Ancient Greek mythological figure

Alalcomenes (Ἀλαλκομένης) or Alalcomeneus (Ἀλαλκομενεύς) was in Greek mythology, a Boeotian autochthon who was believed to have given the name to the Boeotian town of Alalcomenae.

== Mythology ==
Alalcomeneus was also said to have brought-up/ tutored Athena (under the epithet Athena Alalcomeneis), who was in some traditions said to have been born in that town, and to have been the first who introduced her worship. According to Plutarch, he advised Zeus to have a figure of oak-wood dressed in bridal attire, and carried about amidst hymnal songs, in order to change the anger of Hera into jealousy. The name of the wife of Alalcomenes was Athenaïs, and that of his son, Glaucopus, both of which refer to the goddess Athena. In another account, Alalcomeneus' spouse was called Niobe.

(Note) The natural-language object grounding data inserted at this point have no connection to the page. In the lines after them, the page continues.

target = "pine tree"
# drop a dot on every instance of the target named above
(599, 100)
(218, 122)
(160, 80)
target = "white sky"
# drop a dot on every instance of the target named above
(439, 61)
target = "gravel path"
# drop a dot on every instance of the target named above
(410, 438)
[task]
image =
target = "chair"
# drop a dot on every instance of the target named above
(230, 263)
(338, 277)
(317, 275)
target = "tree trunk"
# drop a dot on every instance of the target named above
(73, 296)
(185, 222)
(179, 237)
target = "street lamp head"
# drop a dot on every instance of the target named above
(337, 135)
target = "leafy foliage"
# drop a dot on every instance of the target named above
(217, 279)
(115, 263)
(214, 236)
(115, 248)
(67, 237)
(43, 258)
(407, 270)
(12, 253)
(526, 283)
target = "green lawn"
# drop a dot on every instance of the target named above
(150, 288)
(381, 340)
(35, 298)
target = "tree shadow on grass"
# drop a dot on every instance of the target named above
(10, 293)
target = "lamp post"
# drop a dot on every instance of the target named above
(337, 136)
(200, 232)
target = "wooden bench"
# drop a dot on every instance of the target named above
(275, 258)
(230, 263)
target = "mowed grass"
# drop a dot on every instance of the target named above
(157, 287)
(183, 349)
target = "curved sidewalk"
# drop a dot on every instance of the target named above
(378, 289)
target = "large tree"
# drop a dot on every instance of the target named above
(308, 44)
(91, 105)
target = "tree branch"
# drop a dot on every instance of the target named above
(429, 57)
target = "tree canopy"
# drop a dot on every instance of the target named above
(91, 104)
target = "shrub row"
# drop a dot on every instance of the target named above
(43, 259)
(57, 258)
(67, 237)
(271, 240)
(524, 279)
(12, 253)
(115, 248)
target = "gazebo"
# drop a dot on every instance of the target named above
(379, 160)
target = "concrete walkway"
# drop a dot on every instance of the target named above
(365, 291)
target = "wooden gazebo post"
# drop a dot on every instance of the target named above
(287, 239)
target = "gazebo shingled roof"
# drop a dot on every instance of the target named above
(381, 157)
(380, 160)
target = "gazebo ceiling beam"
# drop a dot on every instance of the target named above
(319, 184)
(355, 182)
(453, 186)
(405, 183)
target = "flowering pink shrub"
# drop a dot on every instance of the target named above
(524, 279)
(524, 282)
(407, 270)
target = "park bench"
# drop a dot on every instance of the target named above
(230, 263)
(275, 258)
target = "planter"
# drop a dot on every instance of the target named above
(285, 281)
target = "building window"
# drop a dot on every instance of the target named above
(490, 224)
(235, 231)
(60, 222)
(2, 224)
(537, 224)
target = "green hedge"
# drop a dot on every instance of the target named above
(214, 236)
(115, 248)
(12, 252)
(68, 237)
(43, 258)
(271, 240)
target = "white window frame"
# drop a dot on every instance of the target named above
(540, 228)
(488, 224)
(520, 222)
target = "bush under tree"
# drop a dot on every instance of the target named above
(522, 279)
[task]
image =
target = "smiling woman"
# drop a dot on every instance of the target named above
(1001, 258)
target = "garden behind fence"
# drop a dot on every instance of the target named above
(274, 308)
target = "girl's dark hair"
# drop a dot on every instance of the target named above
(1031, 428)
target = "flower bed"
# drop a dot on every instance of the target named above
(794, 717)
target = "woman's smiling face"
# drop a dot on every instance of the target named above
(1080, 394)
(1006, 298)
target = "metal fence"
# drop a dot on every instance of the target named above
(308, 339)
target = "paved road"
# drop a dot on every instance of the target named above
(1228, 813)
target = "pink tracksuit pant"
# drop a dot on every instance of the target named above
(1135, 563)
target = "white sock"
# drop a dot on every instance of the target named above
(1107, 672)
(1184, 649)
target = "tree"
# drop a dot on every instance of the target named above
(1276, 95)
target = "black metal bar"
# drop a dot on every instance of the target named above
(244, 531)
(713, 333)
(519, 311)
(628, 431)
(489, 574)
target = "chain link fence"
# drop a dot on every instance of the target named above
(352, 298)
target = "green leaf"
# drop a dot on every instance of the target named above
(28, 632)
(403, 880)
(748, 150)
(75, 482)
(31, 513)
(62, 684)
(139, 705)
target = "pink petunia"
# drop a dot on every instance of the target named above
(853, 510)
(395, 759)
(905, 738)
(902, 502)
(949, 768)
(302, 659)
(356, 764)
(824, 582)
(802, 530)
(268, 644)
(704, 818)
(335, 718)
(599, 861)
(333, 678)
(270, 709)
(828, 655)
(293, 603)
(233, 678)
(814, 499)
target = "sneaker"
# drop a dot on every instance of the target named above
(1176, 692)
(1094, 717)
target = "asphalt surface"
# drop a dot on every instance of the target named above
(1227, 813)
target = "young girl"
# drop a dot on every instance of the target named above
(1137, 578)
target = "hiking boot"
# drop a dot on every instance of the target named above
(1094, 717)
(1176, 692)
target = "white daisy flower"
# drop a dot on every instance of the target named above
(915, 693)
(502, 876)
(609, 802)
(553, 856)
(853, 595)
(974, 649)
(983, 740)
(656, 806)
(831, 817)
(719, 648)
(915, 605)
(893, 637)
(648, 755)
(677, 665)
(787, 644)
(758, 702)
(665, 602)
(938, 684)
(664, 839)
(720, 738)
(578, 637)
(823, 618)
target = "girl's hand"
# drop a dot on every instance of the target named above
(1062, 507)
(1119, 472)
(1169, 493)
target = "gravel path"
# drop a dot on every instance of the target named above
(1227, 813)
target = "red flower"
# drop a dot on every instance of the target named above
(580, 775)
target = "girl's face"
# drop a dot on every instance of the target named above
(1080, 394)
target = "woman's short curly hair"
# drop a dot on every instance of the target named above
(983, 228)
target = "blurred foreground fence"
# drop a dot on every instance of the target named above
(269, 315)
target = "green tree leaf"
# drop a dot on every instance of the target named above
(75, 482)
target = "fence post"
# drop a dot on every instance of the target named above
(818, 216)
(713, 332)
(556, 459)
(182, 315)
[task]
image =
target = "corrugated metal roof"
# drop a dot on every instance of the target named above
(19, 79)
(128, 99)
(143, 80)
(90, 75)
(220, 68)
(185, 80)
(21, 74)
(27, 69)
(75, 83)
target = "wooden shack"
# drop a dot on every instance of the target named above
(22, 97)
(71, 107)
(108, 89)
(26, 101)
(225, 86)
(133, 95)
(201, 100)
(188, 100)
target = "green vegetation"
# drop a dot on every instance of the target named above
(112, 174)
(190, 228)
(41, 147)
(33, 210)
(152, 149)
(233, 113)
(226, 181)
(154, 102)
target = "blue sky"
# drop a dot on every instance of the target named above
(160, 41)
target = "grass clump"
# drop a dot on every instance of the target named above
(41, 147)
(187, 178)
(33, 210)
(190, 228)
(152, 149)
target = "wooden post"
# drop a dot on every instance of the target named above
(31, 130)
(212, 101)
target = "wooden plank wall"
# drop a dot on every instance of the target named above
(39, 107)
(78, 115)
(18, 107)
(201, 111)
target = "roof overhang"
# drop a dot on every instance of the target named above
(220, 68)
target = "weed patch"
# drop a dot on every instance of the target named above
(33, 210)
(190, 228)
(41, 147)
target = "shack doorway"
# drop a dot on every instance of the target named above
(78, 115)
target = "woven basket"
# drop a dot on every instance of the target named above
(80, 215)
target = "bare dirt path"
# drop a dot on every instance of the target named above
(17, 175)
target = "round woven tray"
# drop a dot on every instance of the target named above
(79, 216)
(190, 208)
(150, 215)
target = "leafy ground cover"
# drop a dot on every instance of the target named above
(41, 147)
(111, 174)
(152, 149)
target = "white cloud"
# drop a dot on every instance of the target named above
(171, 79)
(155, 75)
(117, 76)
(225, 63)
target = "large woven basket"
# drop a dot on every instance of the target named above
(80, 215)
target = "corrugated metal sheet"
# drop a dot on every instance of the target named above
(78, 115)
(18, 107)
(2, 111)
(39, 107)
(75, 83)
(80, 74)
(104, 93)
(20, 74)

In some accounts, Alalcomenes was said to be the first man who appeared by Lake Copais before even the Moon was. He sprang spontaneously from the earth (Gaia) rather than being created by Prometheus and thus one of the men of the so-called golden race, subjects of Cronus.

Robert Graves interpreted Alalcomeneus as a patriarchal insertion derived from the epithet of Athena, as part of his theory of a suppressed pre-Greek matriarchal religion.